Há ainda os ‘focalizadores’ (exatamente nove ou dez, realmente não são glândulas sebáceas), os ‘de inclusão ou exclusão’ (apenas, exclusivamente, somente), os ‘aproximadores’ (basicamente, aproximadamente, quase), os ‘delimitadores’ (economicamente, o negócio vai bem; a gente teoricamente não tem controle…), os ‘circunstanciais’ (de lugar, de tempo…). É só uma amostra, extraída de cerca de 100 páginas de exemplos e de análises breves.
Hipóteses auxiliares
Quero destacar um aspecto desses trabalhos, que diz respeito a uma questão sintática específica: a ordem dos advérbios em relação ao elemento (palavra ou expressão) a que se aplicam. Anoto que os advérbios que têm orações como escopo merecem tratamento à parte.
Consideremos casos como ‘dorme muito‘, ‘canta muito bem’, ‘é muito bom’. Pela amostra, isto é, se ela for representativa, pode-se propor que advérbios graduadores têm uma distribuição clara: depois do verbo (dorme) e antes de advérbio (bem) e de adjetivo (bom). Todos estranhariam outra ordem: ‘*muito dorme’, ‘*é bom muito‘…
Mas a regra só vale para advérbios que são palavras. Os que são locuções ocupam sempre a posição posterior: ‘come em excesso‘, ‘linda de morrer‘, ‘bem pra caramba‘ (compare-se com ‘*de morrer linda’, ‘*pra caramba bem’).
O analista pode se defrontar (deve considerar) com casos como ‘come demais‘, ‘é bom demais‘, ‘foi bem demais‘ (compare-se com ‘*foi demais bem’), que implodem a regra proposta, porque demais, embora seja uma palavra, ocupa sempre a mesma posição, o que vale apenas para as locuções…
Mas outros dados ajudam a compreender o que ocorre: expressões como ‘corre paca‘, ‘é bom paca‘, ‘foi bem paca‘ repetem o que acontece com demais. Como isso pode ser explicado?
Uma saída é admitir exceções (comum em gramáticas ruins). Outra é buscar uma hipótese auxiliar que explique os casos. Uma tentativa: consideremos o caso paca (ou pacas): é uma ‘palavra’ que só tem essa característica porque se quer evitar uma expressão inadequada a certos contextos sociais: pra caralho/cacete (o mesmo vale para duca em ‘ele é duca‘).

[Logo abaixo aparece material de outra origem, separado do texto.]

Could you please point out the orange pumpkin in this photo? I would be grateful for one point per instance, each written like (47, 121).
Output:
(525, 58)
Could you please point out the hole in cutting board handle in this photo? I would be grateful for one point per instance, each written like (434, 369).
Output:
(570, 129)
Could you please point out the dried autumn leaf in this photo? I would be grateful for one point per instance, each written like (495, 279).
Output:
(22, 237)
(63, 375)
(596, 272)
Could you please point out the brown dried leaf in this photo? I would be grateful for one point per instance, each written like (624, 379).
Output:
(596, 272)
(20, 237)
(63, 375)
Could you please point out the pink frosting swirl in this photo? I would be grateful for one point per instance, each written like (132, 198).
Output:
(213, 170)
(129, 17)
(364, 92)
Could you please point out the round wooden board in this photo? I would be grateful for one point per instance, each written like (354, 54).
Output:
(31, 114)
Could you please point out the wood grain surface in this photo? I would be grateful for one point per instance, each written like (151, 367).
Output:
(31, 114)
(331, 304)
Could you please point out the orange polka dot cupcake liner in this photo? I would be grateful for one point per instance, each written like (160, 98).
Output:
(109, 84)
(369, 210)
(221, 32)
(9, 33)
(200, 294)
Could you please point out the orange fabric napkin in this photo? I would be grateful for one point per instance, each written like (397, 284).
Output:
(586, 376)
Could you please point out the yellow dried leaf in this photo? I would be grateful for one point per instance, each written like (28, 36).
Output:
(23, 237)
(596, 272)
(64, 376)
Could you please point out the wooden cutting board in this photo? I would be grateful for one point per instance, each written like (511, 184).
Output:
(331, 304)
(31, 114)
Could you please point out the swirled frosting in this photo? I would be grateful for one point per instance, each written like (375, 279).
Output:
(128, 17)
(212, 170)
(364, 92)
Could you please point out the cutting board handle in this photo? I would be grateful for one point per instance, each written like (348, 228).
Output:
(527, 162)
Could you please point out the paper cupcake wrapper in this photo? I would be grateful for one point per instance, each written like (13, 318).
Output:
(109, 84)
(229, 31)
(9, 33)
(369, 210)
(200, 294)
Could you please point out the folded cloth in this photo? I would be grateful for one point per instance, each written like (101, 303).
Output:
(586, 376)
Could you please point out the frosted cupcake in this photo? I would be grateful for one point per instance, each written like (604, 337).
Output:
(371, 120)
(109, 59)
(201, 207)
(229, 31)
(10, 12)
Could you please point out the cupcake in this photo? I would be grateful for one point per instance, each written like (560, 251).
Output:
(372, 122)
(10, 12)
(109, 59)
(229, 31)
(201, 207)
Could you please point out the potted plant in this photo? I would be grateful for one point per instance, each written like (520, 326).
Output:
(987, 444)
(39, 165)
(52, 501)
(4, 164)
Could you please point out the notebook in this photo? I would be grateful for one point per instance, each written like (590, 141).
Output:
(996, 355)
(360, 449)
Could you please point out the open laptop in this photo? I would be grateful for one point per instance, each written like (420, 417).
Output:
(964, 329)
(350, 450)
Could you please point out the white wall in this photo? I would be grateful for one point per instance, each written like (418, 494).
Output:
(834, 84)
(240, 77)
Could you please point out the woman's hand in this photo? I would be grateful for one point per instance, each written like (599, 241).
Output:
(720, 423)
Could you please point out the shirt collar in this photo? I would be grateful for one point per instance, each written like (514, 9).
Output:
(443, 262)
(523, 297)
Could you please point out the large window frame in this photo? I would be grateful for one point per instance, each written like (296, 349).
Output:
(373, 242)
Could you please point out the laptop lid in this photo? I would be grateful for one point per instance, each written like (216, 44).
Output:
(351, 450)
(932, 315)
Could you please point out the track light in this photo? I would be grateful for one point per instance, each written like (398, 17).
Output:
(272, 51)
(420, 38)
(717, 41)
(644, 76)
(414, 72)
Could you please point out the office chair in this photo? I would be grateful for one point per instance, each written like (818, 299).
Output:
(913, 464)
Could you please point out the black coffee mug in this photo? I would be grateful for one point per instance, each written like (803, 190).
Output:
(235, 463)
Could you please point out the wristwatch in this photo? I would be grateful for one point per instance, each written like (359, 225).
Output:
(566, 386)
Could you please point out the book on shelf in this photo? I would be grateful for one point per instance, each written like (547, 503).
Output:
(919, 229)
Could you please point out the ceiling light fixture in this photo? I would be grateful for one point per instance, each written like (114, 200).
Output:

De certa forma, é uma palavra, mas guarda a memória de quando era uma locução e, por isso, comporta-se como uma locução. Mas o que fazer com demais? Tratar do caso como se fosse análogo a paca(s) não seria forçar a barra, apenas para manter uma regra geral?
Dicionários como o Aurélio e o Houaiss informam que demais deriva de ‘de + mais’ (do latim de + magis). Ou seja: é uma palavra apenas por convenção. Poderia grafar-se de mais, sem nenhum prejuízo.
Então, provisoriamente, pode ser tratada como locução, uma antiga locução que, para efeitos sintáticos, ainda não deixou de ser uma. Garante-se provisoriamente uma gramática regular. Talvez surja uma explicação melhor para casos assim, como ocorre todos os dias nas ciências ditas exatas.